House Sparrow (Passer domesticus)

These common, non-migratory birds are members of the greater Sparrow family but they are not related to the North American or Song Sparrow (Melospiza melodia). They are sometimes called English Sparrows. They can be found anywhere there are buildings or trees suitable for nesting near populated areas. They fly into Connecticut’s Beardsley Zoo from the surrounding area, including Beardsley Park, and you may see them around your own home.

Since House Sparrows were first introduced in the United States in Brooklyn, New York, in 1851, they have adapted well to living with humans, so they are beneficiaries of our own success. They flutter down from nests made in trees, house eaves, even stop sign poles and traffic lights, to pick up crumbs or birdseed or eat insects off of car grills.

Description:
House sparrows are chunkier and have a fuller chest than other sparrow species. They have a larger, rounded head, stouter bill and shorter tail. They range between 6 and 7 inches long with a wingspan of up to 10 inches. They weigh only about 1 ounce.

Male house sparrows are brightly colored. Their plumage is gray on their heads, white on their cheeks and reddish-brown on their necks. They also sport a black bib. In cities, some House Sparrows have duller colors that may be an attempt to blend in more with the environment. Female House Sparrows are brown overall with gray-brown under parts. However, the brown plumage on their backs is actually striped buff, brown and black.

House Sparrows are noisy flock birds. The males make a “cheep” or “chirrup” sound singly, or in a series, incessantly. They also maintain a pecking order. Older males have larger black bibs and they are the leaders of the flock.

When on the ground, they hop rather than walk. They are considered ground foragers when it comes to eating.

House sparrows prefer dust baths over water baths. A House Sparrow will throw soil and dust into the air and all over its feathers. This sometimes makes a small depression in the ground that the House Sparrow will defend as bathing territory. They defend their nesting spots just as aggressively.

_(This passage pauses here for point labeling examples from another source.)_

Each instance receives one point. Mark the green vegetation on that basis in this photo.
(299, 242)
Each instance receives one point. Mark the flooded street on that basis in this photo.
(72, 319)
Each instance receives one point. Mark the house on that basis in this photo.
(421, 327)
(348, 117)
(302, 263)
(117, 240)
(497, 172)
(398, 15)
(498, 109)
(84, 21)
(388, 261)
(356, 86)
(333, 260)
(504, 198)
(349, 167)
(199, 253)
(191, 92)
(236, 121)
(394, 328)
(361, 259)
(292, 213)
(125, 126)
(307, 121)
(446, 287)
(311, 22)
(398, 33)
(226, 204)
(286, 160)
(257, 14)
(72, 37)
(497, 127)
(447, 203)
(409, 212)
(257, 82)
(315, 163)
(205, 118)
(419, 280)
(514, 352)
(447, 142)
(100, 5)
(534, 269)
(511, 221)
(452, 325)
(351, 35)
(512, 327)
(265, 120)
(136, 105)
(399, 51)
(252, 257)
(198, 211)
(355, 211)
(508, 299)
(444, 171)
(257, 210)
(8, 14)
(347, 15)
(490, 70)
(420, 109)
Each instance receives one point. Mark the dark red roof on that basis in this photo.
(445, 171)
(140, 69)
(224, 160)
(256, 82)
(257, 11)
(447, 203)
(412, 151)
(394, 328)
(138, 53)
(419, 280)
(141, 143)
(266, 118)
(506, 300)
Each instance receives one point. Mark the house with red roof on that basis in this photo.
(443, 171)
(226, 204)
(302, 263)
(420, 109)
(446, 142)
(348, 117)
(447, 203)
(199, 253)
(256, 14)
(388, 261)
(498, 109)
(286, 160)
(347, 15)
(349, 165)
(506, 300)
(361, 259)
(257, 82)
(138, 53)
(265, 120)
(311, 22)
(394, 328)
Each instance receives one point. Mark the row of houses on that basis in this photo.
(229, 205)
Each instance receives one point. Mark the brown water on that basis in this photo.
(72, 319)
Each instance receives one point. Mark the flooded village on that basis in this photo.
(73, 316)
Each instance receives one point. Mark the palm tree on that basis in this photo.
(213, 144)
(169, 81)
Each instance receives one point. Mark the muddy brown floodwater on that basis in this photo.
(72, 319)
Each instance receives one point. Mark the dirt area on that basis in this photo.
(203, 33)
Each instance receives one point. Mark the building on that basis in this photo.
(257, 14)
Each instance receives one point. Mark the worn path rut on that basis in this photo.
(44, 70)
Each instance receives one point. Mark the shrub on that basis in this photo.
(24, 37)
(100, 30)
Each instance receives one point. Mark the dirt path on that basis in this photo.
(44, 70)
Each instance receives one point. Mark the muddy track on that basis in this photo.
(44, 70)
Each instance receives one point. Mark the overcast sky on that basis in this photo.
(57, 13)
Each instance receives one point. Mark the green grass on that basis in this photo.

Although they are not water birds, House Sparrows can swim. They have been observed when caught in a water trap to swim underwater to another part of the trap to escape.

Habitat:
They prefer to nest in human-made structures but will nest in trees if the tree is near a populated area.

Range:
The House Sparrow can be found in most populated areas of the United States, Mexico, Canada and the eastern part of South America. They cannot be found in extreme environments like deserts or arctic regions. 

Family Life:
House Sparrows are flock birds. They are social and often build their nests with adjoining walls, like apartments. They have between 2 and 3 broods per year and each brood consists of 1 to 8 eggs. The female with incubate the eggs for up to 2 weeks. When they hatch, the chicks are completely naked with light pink skin. Their eyes are closed and they are clumsy. Both parents feed the nestlings after hatching until they are ready to leave the nest about 2 weeks after hatching.

Diet:
Omnivore. Their diet consists mostly of grains and seeds but in summer they eat insects.

Life Span:
The average life span is 4 years in the wild and 15 years in human care.